The death of a woman in China from a strain of bird flu previously unknown in humans is a reminder of the ever-present potential pandemic threat from mutating animal viruses, scientists said yesterday.

The H10N8 strain has so far infected only two people — a fatal case in a 73-year-old and another in a woman who is critically ill. But the fact it has jumped from birds to humans is an important warning, scientists said.

“We should always be worried when viruses cross the species barrier from birds or animals to humans, as it is very unlikely that we will have prior immunity to protect us,” said Jeremy Farrar, director of UK-based health charity the Wellcome Trust and an expert on flu.

“We should be especially worried when those viruses show characteristics that suggest they have the capacity to replicate easily or to be virulent or resistant to drugs. This virus ticks several of these boxes and therefore is a cause for concern.”

Chinese authorities last week confirmed the second human case of H10N8 which was reported for the first time in humans in December.

It has emerged as another new and often fatal strain of bird flu, H7N9, has infected nearly 300 people in China killing around 60 of them. Four provincial regions reported a total of 11 cases of H7N9 yesterday, including four in Guangdong and four in Zhejiang.

Chinese scientists writing in The Lancet medical journal who conducted a genetic analysis on samples of the H10N8 virus from the woman who died said it was a new genetic reassortment of other strains of bird flu viruses, including one called H9N2 that is relatively well known in poultry in China.

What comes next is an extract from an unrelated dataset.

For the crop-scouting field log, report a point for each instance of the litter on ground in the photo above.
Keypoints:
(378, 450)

Somewhat worryingly, the virus — like H7N9 — has also evolved “some genetic characteristics that may allow it to replicate efficiently in humans,” said Shu Yuelong of the Chinese Center for Disease Control and Prevention in Beijing.

According to the scientists’ study of her case, the 73-year-old victim, from the eastern city of Nanchang, was admitted to hospital with fever and severe pneumonia on November 30.

Despite being treated with antibiotic and antivirals, she deteriorated rapidly, developed multiple organ failure and died nine days after her symptoms first started.

Investigations found the woman had been at a live poultry market a few days before becoming infected. But no H10N8 virus was found in samples collected from the market, so the source of the infection remains unknown.

Liu Mingbin from Nanchang City Center for Disease Control and Prevention added that the emergence of a second human case of H10N8 in a 55-year-old woman “is of great concern because it reveals that the H10N8 virus has continued to circulate and may cause more human infections in future.”

John McCauley, head of the WHO Collaborating Center for Influenza at Britain’s National Institute for Medical Research, said the emergence of H10N8 and of H7N9 “reminds us to be aware of human infections from animal influenza viruses.”

But he said the risk of the H10N8 virus spreading from person to person “seems low since the H10N8 virus is not expected to be transmitted well between humans.”